Start tracking the runs by wrapping the mlflow.start_run invocation. The key here is to call the model for inference using the mlflow.pyfunc function to make the python code load into mlflow. In this case , the dependencies of the model are all stored directly with the model. Plenty of parameters here that can be tweaked described here.

# Start tracking
with mlflow.start_run(run_name="hf_summarizer") as run:
    print(run.info.run_id)
    runner = run.info.run_id
    print("mlflow models serve -m runs:/" +
          run.info.run_id + "/model --no-conda")
    mlflow.pyfunc.log_model('model', loader_module=None, data_path=None, code_path=None,
                            conda_env=None, python_model=Summarizer(),
                            artifacts=None, registered_model_name=None, signature=signature,
                            input_example=None, await_registration_for=0)

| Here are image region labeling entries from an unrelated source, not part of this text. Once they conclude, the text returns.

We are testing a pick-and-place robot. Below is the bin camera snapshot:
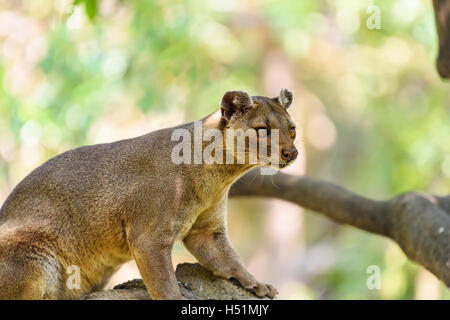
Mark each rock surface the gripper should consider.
[82,263,269,300]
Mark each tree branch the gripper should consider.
[230,169,450,287]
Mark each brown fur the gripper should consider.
[0,90,296,299]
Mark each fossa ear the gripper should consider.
[220,91,253,121]
[273,88,294,109]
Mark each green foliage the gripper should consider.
[0,0,450,299]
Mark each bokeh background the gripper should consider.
[0,0,450,299]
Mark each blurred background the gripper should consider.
[0,0,450,299]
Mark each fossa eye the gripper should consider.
[289,128,295,139]
[255,127,270,138]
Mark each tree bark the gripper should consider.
[230,169,450,287]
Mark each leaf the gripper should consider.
[84,0,97,21]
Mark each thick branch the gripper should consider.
[230,170,450,287]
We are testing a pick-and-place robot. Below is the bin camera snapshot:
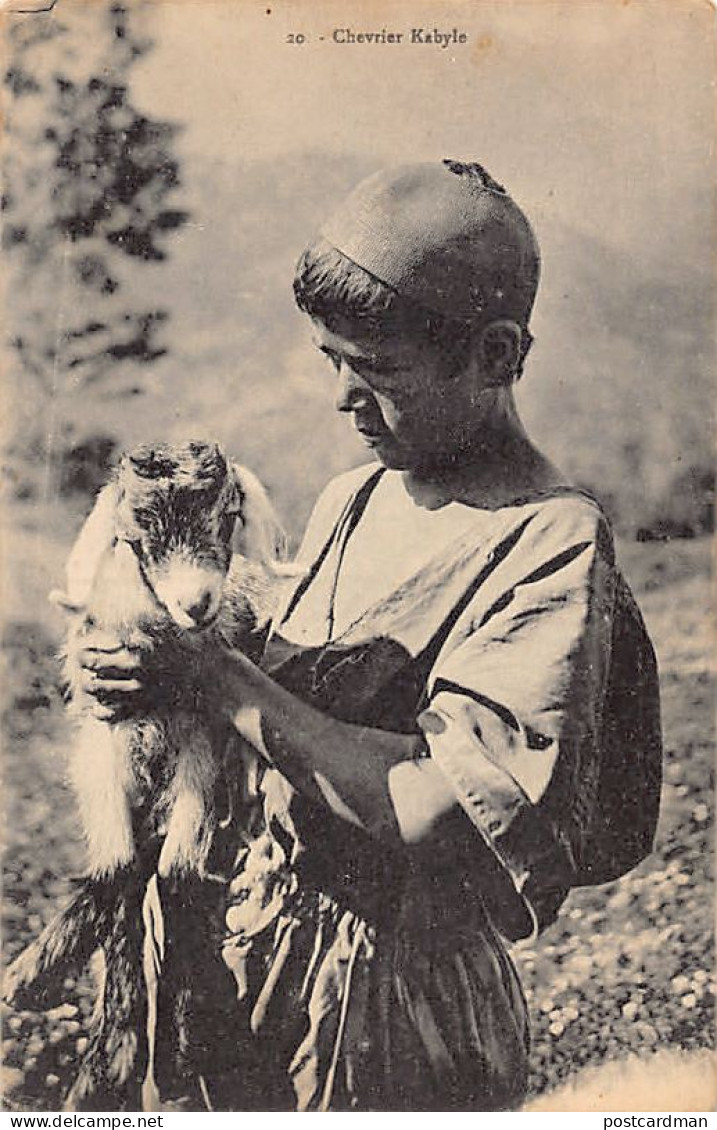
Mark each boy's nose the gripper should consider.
[335,362,370,412]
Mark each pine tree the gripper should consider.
[2,2,187,490]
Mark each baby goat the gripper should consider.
[6,443,286,1109]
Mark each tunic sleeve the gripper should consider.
[419,497,615,940]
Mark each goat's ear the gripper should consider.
[231,463,287,566]
[64,481,121,608]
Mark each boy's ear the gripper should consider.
[476,318,523,385]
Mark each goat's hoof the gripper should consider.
[2,945,64,1011]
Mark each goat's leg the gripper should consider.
[69,718,135,875]
[65,876,147,1111]
[156,877,241,1109]
[2,876,124,1009]
[157,720,218,878]
[3,718,134,1008]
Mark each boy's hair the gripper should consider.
[294,236,533,381]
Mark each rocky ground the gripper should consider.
[2,531,715,1111]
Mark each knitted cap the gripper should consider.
[321,160,540,322]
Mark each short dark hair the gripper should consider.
[294,237,533,380]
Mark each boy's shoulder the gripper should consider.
[300,462,381,556]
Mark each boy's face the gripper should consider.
[313,319,490,470]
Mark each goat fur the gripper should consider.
[3,444,290,1109]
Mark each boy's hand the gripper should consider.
[78,637,151,722]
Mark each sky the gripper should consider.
[135,0,716,266]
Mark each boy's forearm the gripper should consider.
[212,652,455,843]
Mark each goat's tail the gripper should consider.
[2,872,133,1009]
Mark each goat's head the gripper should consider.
[115,443,242,628]
[51,443,286,628]
[51,442,294,628]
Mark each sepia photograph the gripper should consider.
[0,0,717,1111]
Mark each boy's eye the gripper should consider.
[318,346,341,373]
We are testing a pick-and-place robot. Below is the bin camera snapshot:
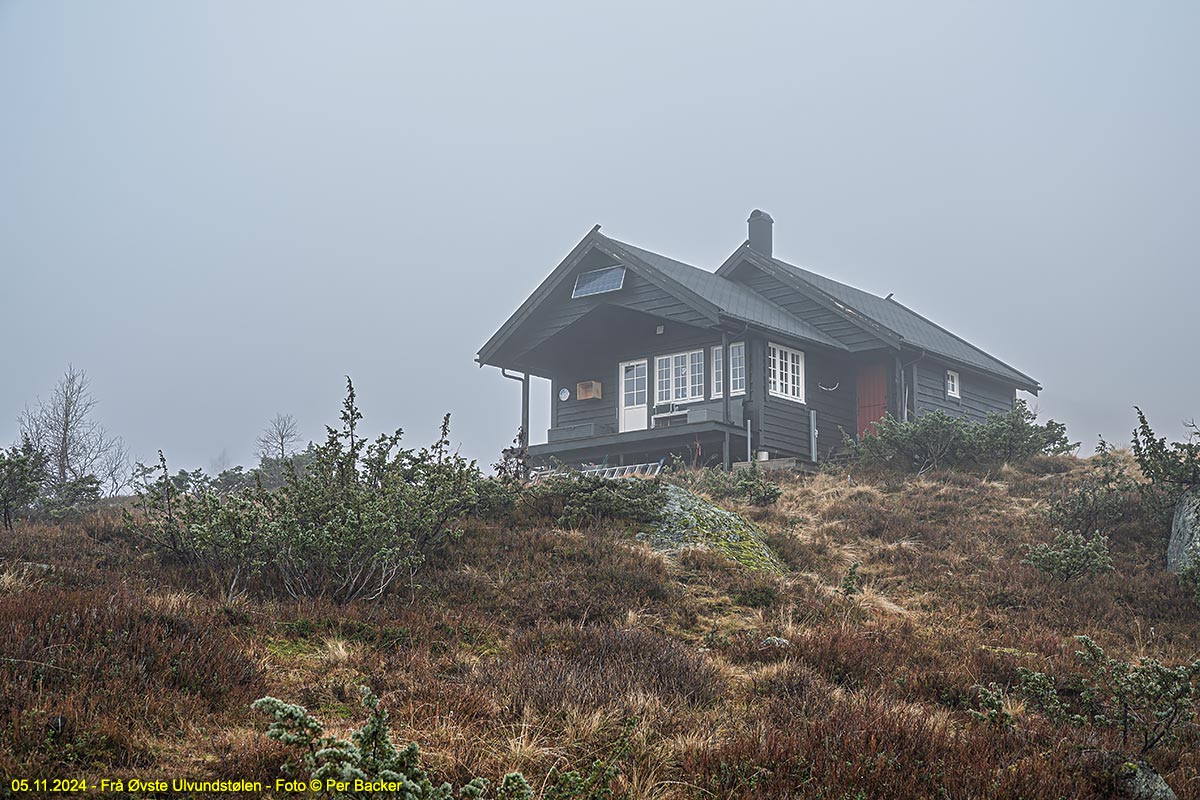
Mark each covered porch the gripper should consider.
[529,420,749,467]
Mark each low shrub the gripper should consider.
[521,471,665,528]
[1021,533,1112,583]
[252,687,632,800]
[666,462,784,506]
[1019,636,1200,754]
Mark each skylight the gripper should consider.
[571,266,625,297]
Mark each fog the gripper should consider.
[0,0,1200,468]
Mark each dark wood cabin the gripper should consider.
[476,210,1040,467]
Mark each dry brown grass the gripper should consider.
[0,457,1200,800]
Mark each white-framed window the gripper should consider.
[946,369,962,397]
[713,342,746,398]
[654,350,704,405]
[768,344,804,403]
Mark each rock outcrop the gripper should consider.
[1166,486,1200,572]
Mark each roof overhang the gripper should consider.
[475,225,721,374]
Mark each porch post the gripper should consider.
[721,331,731,424]
[521,372,529,477]
[721,331,733,473]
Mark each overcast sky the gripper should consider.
[0,0,1200,468]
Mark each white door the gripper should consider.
[617,360,649,433]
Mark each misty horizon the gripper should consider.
[0,2,1200,470]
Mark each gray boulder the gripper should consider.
[1166,486,1200,572]
[1114,762,1175,800]
[1084,751,1176,800]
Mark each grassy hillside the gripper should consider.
[0,457,1200,799]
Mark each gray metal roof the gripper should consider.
[772,258,1037,386]
[606,236,844,349]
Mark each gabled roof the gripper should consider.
[476,225,1040,393]
[770,258,1040,392]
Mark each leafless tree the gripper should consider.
[19,365,131,494]
[258,414,300,461]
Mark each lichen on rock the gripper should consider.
[637,483,782,572]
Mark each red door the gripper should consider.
[854,363,888,434]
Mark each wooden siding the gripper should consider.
[518,267,710,351]
[913,357,1016,422]
[854,361,889,435]
[550,325,743,435]
[730,265,881,350]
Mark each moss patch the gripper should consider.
[637,485,784,572]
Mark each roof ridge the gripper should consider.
[596,234,844,348]
[881,296,1042,387]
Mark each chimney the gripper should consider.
[746,209,775,258]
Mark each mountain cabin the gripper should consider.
[476,210,1040,468]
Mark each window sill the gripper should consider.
[767,391,808,405]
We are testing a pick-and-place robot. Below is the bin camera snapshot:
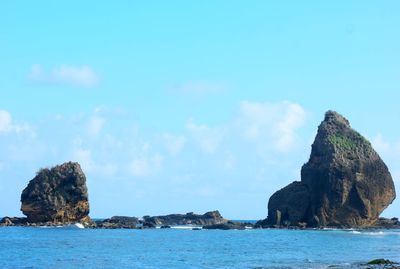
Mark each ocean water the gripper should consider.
[0,227,400,269]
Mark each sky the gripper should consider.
[0,0,400,219]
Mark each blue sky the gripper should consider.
[0,1,400,219]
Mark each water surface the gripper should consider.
[0,227,400,269]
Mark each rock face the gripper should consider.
[21,162,90,223]
[267,111,396,227]
[143,210,228,226]
[96,216,139,229]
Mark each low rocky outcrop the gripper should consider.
[143,210,228,226]
[96,216,139,229]
[21,162,90,224]
[203,220,253,230]
[259,111,396,227]
[0,217,28,226]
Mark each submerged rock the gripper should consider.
[265,111,396,227]
[21,162,90,224]
[96,216,139,229]
[0,217,28,226]
[203,221,253,230]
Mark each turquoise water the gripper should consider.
[0,227,400,268]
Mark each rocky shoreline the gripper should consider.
[0,111,400,230]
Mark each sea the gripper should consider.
[0,227,400,269]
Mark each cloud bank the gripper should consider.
[28,64,99,87]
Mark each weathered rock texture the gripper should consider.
[143,210,228,226]
[21,162,90,223]
[268,111,396,227]
[96,216,139,229]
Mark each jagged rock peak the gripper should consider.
[21,162,90,223]
[268,111,396,227]
[324,110,350,126]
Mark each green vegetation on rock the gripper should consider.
[328,134,359,150]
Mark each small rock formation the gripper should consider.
[203,220,253,230]
[143,210,228,226]
[21,162,90,224]
[96,216,139,229]
[260,111,396,227]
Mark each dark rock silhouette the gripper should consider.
[263,111,396,227]
[143,210,228,226]
[21,162,90,224]
[96,216,139,229]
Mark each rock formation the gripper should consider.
[96,216,139,229]
[267,111,396,227]
[21,162,90,223]
[143,210,228,226]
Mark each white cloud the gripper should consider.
[163,133,187,156]
[0,110,12,133]
[28,64,98,87]
[239,101,305,152]
[171,81,225,95]
[0,110,32,134]
[186,119,224,153]
[88,115,105,136]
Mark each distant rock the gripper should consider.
[143,210,228,226]
[96,216,139,229]
[0,217,28,227]
[203,221,253,230]
[21,162,90,224]
[263,111,396,227]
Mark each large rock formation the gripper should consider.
[21,162,90,223]
[267,111,396,227]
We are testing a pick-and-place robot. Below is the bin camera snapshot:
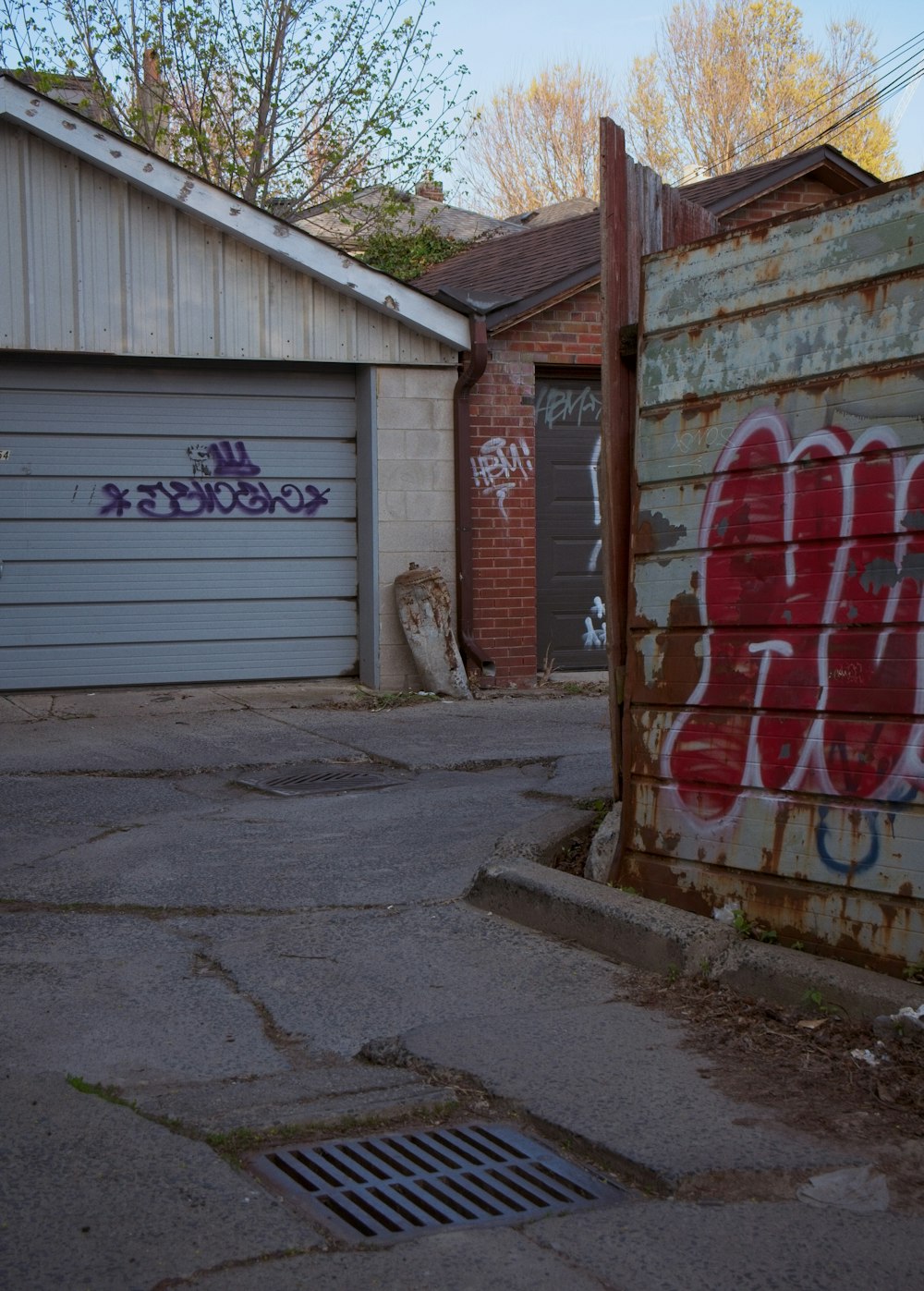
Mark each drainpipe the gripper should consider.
[453,313,497,676]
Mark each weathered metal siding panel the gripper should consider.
[0,123,458,365]
[632,177,924,968]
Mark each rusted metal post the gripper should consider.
[600,116,632,805]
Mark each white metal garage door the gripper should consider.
[0,364,358,689]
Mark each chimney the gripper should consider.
[138,49,170,152]
[142,49,160,89]
[414,170,443,201]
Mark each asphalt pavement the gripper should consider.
[0,683,924,1291]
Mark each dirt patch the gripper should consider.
[628,972,924,1213]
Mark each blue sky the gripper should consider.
[432,0,924,183]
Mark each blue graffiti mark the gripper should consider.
[209,439,260,479]
[814,807,879,874]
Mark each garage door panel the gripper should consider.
[0,517,356,560]
[0,556,356,605]
[0,471,356,524]
[4,598,356,646]
[4,387,354,440]
[0,433,356,488]
[0,364,358,689]
[0,635,356,690]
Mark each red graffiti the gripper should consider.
[662,412,924,826]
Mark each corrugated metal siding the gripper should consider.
[0,365,358,689]
[632,178,924,968]
[0,123,458,365]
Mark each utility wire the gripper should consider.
[703,31,924,175]
[758,37,924,162]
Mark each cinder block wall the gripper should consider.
[377,368,456,690]
[468,288,600,688]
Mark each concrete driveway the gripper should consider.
[0,684,924,1291]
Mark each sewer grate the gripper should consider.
[237,764,404,798]
[249,1125,625,1241]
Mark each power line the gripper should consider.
[703,31,924,173]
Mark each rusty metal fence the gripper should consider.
[618,166,924,972]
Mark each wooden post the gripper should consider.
[600,116,632,815]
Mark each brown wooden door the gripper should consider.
[536,378,606,670]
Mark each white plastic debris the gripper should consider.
[796,1165,889,1215]
[872,1005,924,1035]
[850,1050,882,1066]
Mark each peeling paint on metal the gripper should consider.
[626,169,924,972]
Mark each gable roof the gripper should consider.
[677,143,881,215]
[296,186,523,250]
[414,144,879,331]
[414,212,600,328]
[0,74,471,350]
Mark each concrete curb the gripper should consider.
[466,859,924,1021]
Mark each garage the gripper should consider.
[0,75,471,690]
[0,364,358,688]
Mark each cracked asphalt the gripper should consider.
[0,683,924,1291]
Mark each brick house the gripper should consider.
[414,146,878,688]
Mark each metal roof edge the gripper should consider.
[697,143,881,218]
[488,267,600,335]
[0,74,471,350]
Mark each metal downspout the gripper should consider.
[453,313,497,676]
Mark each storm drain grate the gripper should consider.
[237,765,404,798]
[250,1125,624,1241]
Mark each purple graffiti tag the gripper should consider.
[93,439,331,520]
[100,479,331,520]
[209,439,260,479]
[100,484,131,515]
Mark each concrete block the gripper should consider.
[375,426,407,462]
[378,520,435,552]
[378,397,433,430]
[406,429,453,462]
[404,368,456,407]
[378,457,438,493]
[401,489,456,524]
[375,368,407,399]
[378,489,407,523]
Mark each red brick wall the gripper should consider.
[469,288,600,687]
[720,179,837,228]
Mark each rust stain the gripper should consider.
[637,511,687,553]
[680,395,722,423]
[655,591,703,696]
[628,709,660,777]
[754,257,782,283]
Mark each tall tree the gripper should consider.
[625,0,899,183]
[0,0,468,215]
[463,59,614,217]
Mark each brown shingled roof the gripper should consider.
[677,143,879,215]
[412,144,879,329]
[413,212,600,325]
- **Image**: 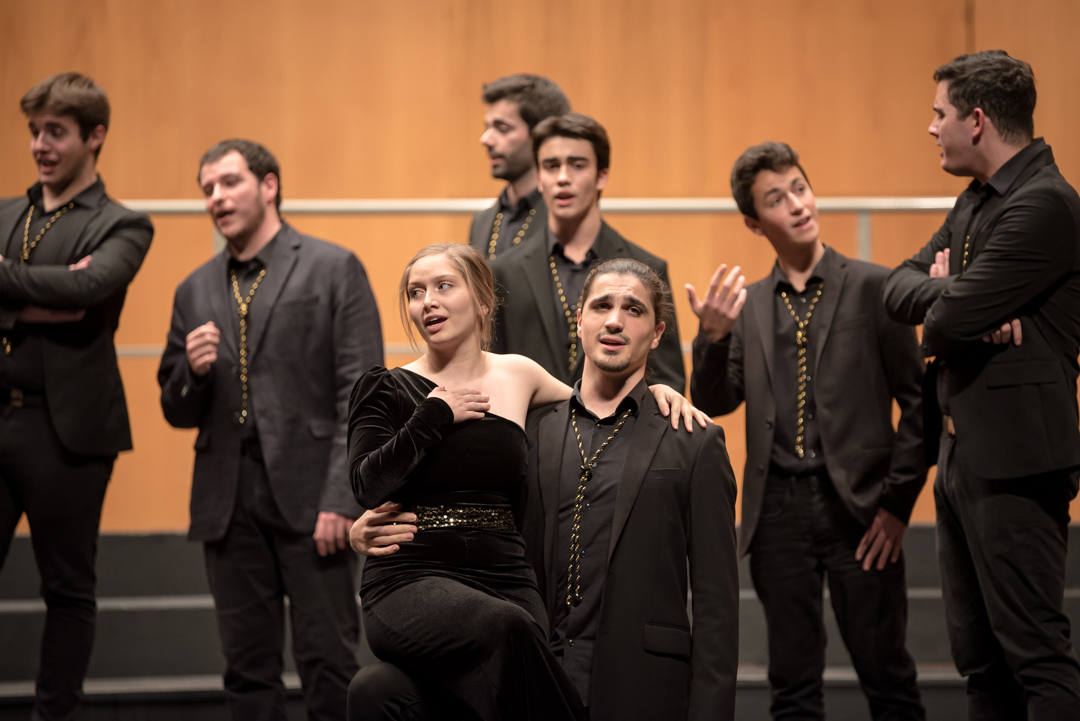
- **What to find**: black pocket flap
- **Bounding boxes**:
[642,624,690,658]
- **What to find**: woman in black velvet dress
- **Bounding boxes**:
[349,244,582,721]
[349,243,704,721]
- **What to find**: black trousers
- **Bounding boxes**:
[0,398,116,721]
[934,435,1080,721]
[204,444,360,721]
[750,474,926,721]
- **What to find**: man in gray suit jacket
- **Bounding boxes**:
[0,72,153,719]
[469,73,570,260]
[158,140,382,721]
[688,142,927,720]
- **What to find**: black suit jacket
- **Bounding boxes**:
[158,225,382,541]
[885,140,1080,478]
[0,187,153,455]
[469,198,548,258]
[690,249,927,554]
[491,222,686,392]
[524,395,739,721]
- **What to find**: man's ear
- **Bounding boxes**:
[86,124,107,152]
[259,173,279,204]
[596,168,608,190]
[968,107,994,145]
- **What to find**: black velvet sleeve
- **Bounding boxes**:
[349,366,454,508]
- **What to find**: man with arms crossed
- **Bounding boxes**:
[687,142,926,719]
[158,140,382,721]
[349,258,739,721]
[491,112,686,392]
[469,73,570,260]
[0,72,153,719]
[885,51,1080,720]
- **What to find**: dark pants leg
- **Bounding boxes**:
[814,481,926,721]
[0,406,114,721]
[751,476,924,720]
[204,446,359,721]
[276,518,360,721]
[348,662,475,721]
[750,476,825,720]
[364,576,584,721]
[934,437,1080,721]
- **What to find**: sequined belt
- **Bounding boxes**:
[413,504,517,531]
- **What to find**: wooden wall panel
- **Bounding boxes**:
[0,0,1080,531]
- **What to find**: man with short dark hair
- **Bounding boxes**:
[687,142,927,720]
[158,140,382,721]
[0,72,153,720]
[349,258,739,721]
[885,51,1080,720]
[491,112,686,392]
[469,73,570,260]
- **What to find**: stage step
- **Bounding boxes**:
[0,526,1080,721]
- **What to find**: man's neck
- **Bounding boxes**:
[548,204,603,263]
[41,163,97,213]
[581,357,645,418]
[507,168,537,207]
[226,212,281,262]
[972,140,1031,183]
[777,241,825,293]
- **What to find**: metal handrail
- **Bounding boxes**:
[123,195,956,215]
[117,196,956,357]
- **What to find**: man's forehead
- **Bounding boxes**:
[537,135,596,161]
[586,273,648,304]
[484,97,525,123]
[752,165,806,195]
[199,150,251,178]
[27,112,78,127]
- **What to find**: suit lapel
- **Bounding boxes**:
[593,221,629,261]
[810,250,848,368]
[518,236,566,368]
[743,276,777,395]
[206,250,240,361]
[536,403,566,613]
[0,195,27,261]
[247,223,300,363]
[608,403,667,563]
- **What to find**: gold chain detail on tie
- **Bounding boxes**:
[19,203,75,263]
[487,208,537,260]
[780,283,825,458]
[566,406,630,607]
[229,268,267,424]
[0,202,75,355]
[548,256,578,376]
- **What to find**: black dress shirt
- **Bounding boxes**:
[483,188,546,258]
[551,380,649,706]
[0,178,105,393]
[548,230,598,376]
[770,248,836,475]
[929,138,1054,414]
[220,231,281,440]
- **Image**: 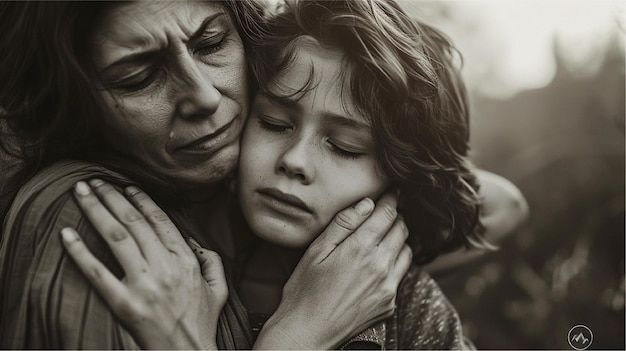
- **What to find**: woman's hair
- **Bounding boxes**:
[0,0,264,222]
[261,0,489,263]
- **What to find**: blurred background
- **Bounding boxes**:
[401,0,626,350]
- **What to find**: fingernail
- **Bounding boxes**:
[74,181,91,196]
[354,198,374,216]
[89,179,104,187]
[124,185,139,196]
[61,228,80,244]
[187,237,202,247]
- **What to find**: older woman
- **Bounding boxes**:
[0,1,405,349]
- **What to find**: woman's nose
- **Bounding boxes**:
[178,63,222,119]
[276,139,315,185]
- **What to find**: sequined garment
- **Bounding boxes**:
[342,267,474,350]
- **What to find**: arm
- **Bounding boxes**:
[0,170,138,349]
[61,180,228,349]
[61,183,411,349]
[426,169,528,274]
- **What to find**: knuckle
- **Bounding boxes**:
[107,228,130,242]
[334,211,356,231]
[148,210,170,223]
[121,211,145,224]
[381,204,398,222]
[87,266,103,281]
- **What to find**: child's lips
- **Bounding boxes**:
[257,188,313,214]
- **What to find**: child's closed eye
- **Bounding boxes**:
[257,116,293,133]
[326,139,365,160]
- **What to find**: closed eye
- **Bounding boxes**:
[326,140,365,160]
[108,69,164,93]
[257,117,292,134]
[193,34,226,56]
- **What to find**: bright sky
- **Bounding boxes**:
[400,0,625,98]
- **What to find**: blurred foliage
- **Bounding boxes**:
[436,26,626,350]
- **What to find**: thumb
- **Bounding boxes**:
[313,198,374,253]
[187,238,228,300]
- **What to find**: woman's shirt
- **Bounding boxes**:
[0,161,252,349]
[0,162,138,349]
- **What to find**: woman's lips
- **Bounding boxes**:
[174,120,234,154]
[257,188,313,214]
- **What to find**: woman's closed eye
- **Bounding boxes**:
[106,69,165,93]
[192,33,227,56]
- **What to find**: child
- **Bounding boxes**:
[237,0,486,349]
[59,0,528,349]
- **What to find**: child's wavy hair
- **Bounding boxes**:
[258,0,489,263]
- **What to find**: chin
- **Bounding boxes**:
[250,223,317,249]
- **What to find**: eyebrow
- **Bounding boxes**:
[183,12,226,43]
[260,91,371,131]
[100,12,225,73]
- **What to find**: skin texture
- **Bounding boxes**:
[238,39,388,247]
[92,2,248,198]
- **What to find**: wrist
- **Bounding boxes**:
[253,311,335,350]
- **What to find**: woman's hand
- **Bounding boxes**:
[61,180,228,349]
[255,193,412,349]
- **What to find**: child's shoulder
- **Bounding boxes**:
[387,266,473,350]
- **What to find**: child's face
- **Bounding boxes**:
[238,44,388,247]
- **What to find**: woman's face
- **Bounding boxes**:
[238,43,387,247]
[92,1,248,195]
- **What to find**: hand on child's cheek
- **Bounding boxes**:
[238,40,388,247]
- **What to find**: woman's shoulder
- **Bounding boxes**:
[389,266,474,349]
[0,161,136,349]
[5,160,129,226]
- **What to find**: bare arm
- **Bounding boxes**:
[426,169,529,273]
[61,183,411,349]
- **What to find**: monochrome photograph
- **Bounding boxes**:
[0,0,626,350]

f) Check the runs via mlflow UI either using the “mlflow ui” command or just invoke the commandmlflow models serve -m runs:/<run_id>


g) Thats it – Call the curl command using sample text below:

curl -X POST -H "Content-Type:application/json; format=pandas-split" --data '{"columns":["text"],"data":[["Howard Phillips Lovecraft August 20, 1890 – March 15, 1937) was an American writer of weird and horror fiction, who is known for his creation of what became the Cthulhu Mythos.Born in Providence, Rhode Island, Lovecraft spent most of his life in New England. He was born into affluence, but his familys wealth dissipated soon after the death of his grandfather. In 1913, he wrote a critical letter to a pulp magazine that ultimately led to his involvement in pulp fiction.H.P.Lovecraft wrote his best books in Masachusettes."]]}' http://127.0.0.1:5000/invocations

Output:

"name": "Know that Howard Phillips Lovecraft (H.P.Lovecraft was born in New England."}]%

Running the Text Summarizer and calling it via a text file

For larger text, its more convenient reading the text from a file, formatting it and running the summarizer on it. The predict_text.py does exactly that.


a) Clean up the text in article.txt and load the text into a dictionary.

b) Load the model using pyfunc.load_model and then run the model.predict on the dictionary.

# Load model as a PyFuncModel.
loaded_model = mlflow.pyfunc.load_model(logged_model)


# Predict on a Pandas DataFrame.
summary = loaded_model.predict(pd.DataFrame(dict1, index=[0]))

print(summary['name'][0])

Code here

In summary, this makes for a useful way to track models and outcomes from readily available transformer pipelines to pick the best ones for the task.